Independent Researcher, 158 Front Street E, Toronto, ON M5A 0K9, Canada.
Macdonald-Laurier Institute, Ottawa, ON K1N 7Z2, Canada.
Curr Oncol. 2024 Sep 18;31(9):5599-5607. doi: 10.3390/curroncol31090414.
Canada is known to have a complex pathway for new drug approval and reimbursement, resulting in delayed access for patients with serious and life-threatening diseases, such as cancer. Several recent publications from key stakeholders, including patients, physicians and policymakers, highlight patient helplessness, physician frustrations and policymakers entangled in a massive network of bureaucracy unable to make headway. Several quantitative and qualitative assessments using time from regulatory approvals to successful reimbursements confirm long review times and high rejection rates for oncology drugs, especially those receiving conditional approvals. A consensus forum of 18 Canadian oncology clinicians recently voiced frustration with the process and inability to deliver guideline-supported efficacious therapies to their patients. This manuscript compares data extracted from publicly available data sources from 2019 to June 2024 to previous publications. Public databases from Health Canada, the Canadian Agency for Drugs and Technologies in Health (CADTH), which is in the process of changing to Canada's Drug Agency, and the pan-Canadian Pharmaceutical Alliance (pCPA) were reviewed and the data collected were analyzed with descriptive statistics. From the data, three trends emerge, (i) an increasing number of oncology drugs are receiving conditional approvals from Health Canada, (ii) the percentage of conditionally approved oncology drugs receiving positive reimbursement recommendations from CADTH is still low but appears to be improving, but delays in access are now contingent upon pCPA deciding whether to negotiate price and then the duration of any negotiation, and (iii) real-world evidence is no longer part of the decision-making for conditional approvals. A slight increase in the positive endorsement of RWE used to support CADTH recommendations was observed. The lack of timely access to oncology drugs hurts Canadian patients. While a small trend of improvement appears to be emerging, longer-term data collection is required to ensure sustained patient benefits.

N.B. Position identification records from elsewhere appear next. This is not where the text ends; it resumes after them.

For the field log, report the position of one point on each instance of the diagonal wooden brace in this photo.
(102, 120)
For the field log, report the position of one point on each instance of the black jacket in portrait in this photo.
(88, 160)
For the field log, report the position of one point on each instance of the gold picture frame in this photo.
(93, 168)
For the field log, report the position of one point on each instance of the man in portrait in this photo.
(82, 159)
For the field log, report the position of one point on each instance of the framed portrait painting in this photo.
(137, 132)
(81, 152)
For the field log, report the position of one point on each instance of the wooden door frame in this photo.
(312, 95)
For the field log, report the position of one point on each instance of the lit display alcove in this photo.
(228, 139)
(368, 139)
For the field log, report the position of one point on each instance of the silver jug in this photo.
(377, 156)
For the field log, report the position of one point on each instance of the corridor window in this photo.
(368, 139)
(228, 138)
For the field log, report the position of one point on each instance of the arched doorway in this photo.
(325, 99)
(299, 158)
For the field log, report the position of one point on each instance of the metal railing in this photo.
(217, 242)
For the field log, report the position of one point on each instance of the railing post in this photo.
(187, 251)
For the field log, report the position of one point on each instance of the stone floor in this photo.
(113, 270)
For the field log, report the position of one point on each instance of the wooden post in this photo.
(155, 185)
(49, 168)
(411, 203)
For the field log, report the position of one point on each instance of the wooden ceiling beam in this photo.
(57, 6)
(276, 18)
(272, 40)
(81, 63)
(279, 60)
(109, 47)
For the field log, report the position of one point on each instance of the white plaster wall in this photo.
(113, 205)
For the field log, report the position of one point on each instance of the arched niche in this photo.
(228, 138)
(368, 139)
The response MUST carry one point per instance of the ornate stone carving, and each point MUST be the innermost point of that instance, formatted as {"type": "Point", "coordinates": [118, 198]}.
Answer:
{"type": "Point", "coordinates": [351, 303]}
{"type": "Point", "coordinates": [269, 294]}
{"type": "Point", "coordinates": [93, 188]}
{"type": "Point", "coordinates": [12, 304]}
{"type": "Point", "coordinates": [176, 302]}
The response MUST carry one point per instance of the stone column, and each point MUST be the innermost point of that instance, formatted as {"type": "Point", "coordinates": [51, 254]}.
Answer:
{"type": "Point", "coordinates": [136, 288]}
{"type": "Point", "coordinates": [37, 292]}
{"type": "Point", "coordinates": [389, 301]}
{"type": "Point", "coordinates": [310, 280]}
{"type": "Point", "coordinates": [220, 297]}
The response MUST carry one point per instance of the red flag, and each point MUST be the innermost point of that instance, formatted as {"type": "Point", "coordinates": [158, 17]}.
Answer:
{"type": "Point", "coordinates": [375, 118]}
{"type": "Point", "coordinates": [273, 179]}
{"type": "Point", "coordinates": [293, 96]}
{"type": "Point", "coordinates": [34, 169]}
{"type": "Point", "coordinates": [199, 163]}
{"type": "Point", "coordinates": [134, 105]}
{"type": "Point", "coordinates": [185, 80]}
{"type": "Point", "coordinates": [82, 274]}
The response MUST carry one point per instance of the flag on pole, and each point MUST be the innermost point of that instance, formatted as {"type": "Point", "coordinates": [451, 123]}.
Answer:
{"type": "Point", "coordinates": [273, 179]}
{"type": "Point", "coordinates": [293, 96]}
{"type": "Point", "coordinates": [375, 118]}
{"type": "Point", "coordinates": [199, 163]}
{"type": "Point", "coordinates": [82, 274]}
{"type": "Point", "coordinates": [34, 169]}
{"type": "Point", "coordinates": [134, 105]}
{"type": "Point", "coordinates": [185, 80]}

加拿大新药审批和报销途径复杂,导致癌症等严重危及生命的疾病患者获得治疗的时间延迟。最近,包括患者、医生和政策制定者在内的一些关键利益相关者发表了几篇文章,强调了患者的无助、医生的沮丧以及政策制定者陷入庞大的官僚主义网络中无法取得进展。几项使用从监管批准到成功报销的时间进行的定量和定性评估证实,肿瘤药物的审查时间长,拒绝率高,特别是那些获得有条件批准的药物。最近,一个由 18 名加拿大肿瘤临床医生组成的共识论坛对这一过程表示不满,并表示无法为其患者提供符合指南的有效治疗方法。本文比较了从 2019 年 6 月至 2024 年 6 月从公开数据来源提取的数据与之前的出版物。审查了加拿大卫生部、加拿大药品和技术评估机构(CADTH)——该机构正在更名为加拿大药品管理局——以及泛加拿大制药联盟(pCPA)的公共数据库,使用描述性统计方法对收集的数据进行了分析。从数据中得出了三个趋势,(i)越来越多的肿瘤药物获得了加拿大卫生部的有条件批准,(ii)CADTH 对有条件批准的肿瘤药物的正面报销建议的百分比仍然较低,但似乎在提高,但获得批准的时间现在取决于 pCPA 是否决定协商价格以及任何谈判的持续时间,(iii)现实世界的证据不再是有条件批准决策的一部分。观察到用于支持 CADTH 建议的条件性批准的真实世界证据的使用略有增加。及时获得肿瘤药物的机会不足,会对加拿大患者造成伤害。虽然出现了一个略微改善的趋势,但需要进行更长期的数据收集,以确保患者持续受益。